" L’Olivino/ Cultura del vino, della vite, dell’olio e dell’olivo in Umbria”, è un volumetto in formato agile stampato in 20 mila copie e che presto sarà sul web
Il fatto che presto sarà fruibile e continuamente aggiornata, come si spera, sul web probabilmente sarà l’elemento principale del successo della nuova guida dell’Umbria articolata lungo l’asse delle quattro principali “Strade del Vino” umbre, Cantico, Sagrantino, Etrusco-Romana e Trasimeno, e di quella dell’Olio “Dop”.

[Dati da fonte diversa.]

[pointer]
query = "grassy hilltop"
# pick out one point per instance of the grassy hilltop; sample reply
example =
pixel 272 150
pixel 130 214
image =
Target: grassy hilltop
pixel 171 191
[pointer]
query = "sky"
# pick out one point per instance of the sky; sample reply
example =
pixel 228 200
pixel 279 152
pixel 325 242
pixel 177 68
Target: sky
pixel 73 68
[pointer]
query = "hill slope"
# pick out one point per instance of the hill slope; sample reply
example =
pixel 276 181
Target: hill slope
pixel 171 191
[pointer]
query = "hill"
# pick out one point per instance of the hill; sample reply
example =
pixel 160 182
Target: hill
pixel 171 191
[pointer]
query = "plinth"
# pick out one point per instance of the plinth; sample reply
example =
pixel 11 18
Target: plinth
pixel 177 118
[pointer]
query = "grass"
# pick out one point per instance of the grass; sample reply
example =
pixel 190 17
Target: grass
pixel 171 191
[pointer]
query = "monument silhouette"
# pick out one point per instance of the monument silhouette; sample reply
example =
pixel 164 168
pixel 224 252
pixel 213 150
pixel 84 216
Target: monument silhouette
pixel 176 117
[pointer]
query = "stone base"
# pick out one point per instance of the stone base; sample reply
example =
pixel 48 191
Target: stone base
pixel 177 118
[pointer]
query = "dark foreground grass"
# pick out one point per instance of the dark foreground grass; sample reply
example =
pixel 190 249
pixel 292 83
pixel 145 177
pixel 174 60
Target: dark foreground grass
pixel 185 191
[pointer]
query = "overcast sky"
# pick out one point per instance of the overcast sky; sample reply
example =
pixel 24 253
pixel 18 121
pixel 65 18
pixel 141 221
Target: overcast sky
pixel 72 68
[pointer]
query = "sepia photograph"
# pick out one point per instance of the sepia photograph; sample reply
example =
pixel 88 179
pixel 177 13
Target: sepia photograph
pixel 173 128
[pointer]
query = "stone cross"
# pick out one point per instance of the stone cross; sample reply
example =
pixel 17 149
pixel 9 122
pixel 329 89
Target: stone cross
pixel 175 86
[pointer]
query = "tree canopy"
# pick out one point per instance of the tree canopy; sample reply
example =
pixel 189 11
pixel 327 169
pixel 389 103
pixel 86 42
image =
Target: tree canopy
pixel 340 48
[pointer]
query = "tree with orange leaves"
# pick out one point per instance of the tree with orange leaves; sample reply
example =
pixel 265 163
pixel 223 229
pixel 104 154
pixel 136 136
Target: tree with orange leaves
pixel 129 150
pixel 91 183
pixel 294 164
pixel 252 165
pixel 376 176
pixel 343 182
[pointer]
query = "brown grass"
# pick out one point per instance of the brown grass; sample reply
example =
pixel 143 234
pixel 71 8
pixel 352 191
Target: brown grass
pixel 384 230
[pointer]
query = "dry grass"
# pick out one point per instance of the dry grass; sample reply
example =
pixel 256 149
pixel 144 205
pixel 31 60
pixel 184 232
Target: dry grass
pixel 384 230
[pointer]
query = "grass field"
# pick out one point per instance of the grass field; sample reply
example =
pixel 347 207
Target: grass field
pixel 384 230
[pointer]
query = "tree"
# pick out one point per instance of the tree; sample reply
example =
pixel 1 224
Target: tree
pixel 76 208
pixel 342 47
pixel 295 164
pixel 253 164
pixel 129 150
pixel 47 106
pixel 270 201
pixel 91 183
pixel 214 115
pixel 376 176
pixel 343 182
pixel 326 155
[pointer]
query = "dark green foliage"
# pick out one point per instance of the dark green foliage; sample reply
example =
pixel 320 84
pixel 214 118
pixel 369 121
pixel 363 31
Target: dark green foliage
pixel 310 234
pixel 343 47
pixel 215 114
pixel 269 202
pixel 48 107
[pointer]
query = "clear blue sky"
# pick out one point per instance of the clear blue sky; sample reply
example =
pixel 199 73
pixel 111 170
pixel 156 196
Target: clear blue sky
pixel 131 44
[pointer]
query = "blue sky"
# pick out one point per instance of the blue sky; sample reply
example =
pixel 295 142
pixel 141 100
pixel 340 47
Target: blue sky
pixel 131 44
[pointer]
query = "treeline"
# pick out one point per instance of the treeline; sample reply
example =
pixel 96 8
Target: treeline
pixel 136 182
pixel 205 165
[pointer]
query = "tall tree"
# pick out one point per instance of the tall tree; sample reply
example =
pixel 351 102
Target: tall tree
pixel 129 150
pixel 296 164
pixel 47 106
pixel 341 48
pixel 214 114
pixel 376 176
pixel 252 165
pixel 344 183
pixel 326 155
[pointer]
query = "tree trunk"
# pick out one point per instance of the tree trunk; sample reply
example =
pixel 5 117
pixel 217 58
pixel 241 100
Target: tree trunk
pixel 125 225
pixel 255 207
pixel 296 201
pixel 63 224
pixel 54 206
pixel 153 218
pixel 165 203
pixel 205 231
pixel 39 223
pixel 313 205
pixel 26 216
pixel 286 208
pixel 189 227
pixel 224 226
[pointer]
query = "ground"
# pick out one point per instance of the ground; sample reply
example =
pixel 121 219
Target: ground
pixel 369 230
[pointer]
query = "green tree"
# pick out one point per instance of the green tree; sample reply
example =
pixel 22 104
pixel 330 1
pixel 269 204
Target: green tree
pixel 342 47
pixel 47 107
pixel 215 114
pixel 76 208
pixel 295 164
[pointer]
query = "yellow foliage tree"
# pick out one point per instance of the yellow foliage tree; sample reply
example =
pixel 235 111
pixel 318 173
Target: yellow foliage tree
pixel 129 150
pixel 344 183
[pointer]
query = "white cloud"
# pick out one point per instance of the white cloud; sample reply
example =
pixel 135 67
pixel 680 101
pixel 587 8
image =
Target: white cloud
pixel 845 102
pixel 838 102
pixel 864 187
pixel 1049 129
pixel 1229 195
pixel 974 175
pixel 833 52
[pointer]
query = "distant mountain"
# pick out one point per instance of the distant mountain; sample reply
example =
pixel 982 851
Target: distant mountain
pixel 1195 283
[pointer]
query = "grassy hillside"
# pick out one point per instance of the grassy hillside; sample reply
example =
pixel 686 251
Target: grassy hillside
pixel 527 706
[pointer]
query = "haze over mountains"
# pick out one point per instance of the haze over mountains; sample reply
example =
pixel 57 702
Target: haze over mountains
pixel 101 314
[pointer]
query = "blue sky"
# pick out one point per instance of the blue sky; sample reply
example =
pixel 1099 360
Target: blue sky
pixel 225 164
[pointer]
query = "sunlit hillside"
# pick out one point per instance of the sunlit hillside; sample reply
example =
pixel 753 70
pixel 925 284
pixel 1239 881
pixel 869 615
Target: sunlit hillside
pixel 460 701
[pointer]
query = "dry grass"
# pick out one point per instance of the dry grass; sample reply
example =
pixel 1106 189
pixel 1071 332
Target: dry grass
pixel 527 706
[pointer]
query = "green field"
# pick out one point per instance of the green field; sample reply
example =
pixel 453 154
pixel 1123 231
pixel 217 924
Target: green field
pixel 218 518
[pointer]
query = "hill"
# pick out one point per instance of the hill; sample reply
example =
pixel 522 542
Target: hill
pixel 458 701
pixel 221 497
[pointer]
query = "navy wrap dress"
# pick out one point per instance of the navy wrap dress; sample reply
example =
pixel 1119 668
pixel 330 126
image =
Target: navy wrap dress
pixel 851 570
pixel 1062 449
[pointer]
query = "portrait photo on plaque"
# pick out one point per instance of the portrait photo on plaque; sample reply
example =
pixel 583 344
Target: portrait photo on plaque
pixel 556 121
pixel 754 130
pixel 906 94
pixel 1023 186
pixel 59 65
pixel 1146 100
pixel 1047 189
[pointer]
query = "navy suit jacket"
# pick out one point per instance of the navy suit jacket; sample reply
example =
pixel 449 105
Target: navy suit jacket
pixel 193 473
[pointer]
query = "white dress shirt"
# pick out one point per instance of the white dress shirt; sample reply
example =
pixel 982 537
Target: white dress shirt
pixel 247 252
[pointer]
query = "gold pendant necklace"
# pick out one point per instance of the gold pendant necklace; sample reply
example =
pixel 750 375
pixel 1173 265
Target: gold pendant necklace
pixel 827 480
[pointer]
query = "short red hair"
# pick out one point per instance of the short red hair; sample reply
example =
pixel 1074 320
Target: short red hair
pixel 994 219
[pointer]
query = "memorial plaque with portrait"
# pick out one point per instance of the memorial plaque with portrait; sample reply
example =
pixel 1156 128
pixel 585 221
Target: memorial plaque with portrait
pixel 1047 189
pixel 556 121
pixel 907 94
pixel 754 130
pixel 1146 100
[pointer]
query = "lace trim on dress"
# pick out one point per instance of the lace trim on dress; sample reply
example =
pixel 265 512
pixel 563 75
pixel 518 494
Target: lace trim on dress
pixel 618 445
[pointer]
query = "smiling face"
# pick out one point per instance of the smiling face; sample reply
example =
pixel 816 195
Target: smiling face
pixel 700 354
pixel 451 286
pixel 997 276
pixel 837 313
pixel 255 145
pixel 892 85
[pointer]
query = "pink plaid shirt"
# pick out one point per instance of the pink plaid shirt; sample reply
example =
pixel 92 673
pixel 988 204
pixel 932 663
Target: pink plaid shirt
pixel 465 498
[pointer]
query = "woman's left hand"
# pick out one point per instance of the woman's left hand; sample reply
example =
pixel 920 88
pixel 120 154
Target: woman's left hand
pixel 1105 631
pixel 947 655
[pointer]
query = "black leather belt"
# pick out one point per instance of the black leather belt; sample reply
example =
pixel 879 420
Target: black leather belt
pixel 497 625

E’ una guida che si prefigge di prendere per mano l’enoturista, quel particolare tipo di viaggiatore che dell’enogastronomia fa la chiave privilegiata di accesso ad un territorio, e portarlo a conoscere le meraviglie dell’Umbria, non soltanto quelle delle cantine e dei frantoi, ma della storia, dell’arte e delle tradizioni locali.
Per adesso “L’Olivino/ Cultura del vino, della vite, dell’olio e dell’olivo in Umbria”, è un volumetto in formato agile stampato in 20 mila copie, per iniziativa delle “Strade del Vino”, della “Strada dell’Olio”, del Movimento per il Turismo del Vino e curato dal giornalista Matteo Grandi.
“Un vademecum pratico – lo ha definito Matteo Grandi -, ricco d’informazioni, anche tecniche e storiche, facile da consultare e, quindi, da portare sempre con sé, in un viaggio dell’enoturista alla scoperta dell’Umbria”.
Cantine e frantoi sono minuziosamente schedati, con precise indicazioni e orari sulle possibilità di visita e di degustazione fino ai “tour” guidati dei vitigni, e sulle opportunità, per ciascun territorio, di dove mangiare e dormire.
“L’olivino” (che sarà diffuso anche in seno alla Conferenza Internazionale sul Turismo del Vino, in programma a Perugia dal 30 gennaio al 2 febbraio) sarà presto consultabile e continuamente aggiornato sul web, anche in edizione inglese, e fruibile come “App”.
“Una soluzione intelligente” alla domanda d’informazione, ha definito la guida Giorgio Mencaroni, presidente della Camera di Commercio; “un’occasione per visitare l’Umbria ‘minore’, il cui tratto distintivo è la qualità”, ha detto il presidente di Confagricoltura Marco Caprai; “un ‘collante’ utile alla conoscenza delle cantine e del territorio”, ha affermato Sara Goretti, vicepresidente del Movimento del Turismo del Vino.
“L’uscita della guida – ha dichiarato il presidente della Strada dell’Olio Paolo Morbidoni – è la prova di quanto conti la capacità di mettere insieme le forze, pubbliche e private, essenziale nel settore agroalimentare”.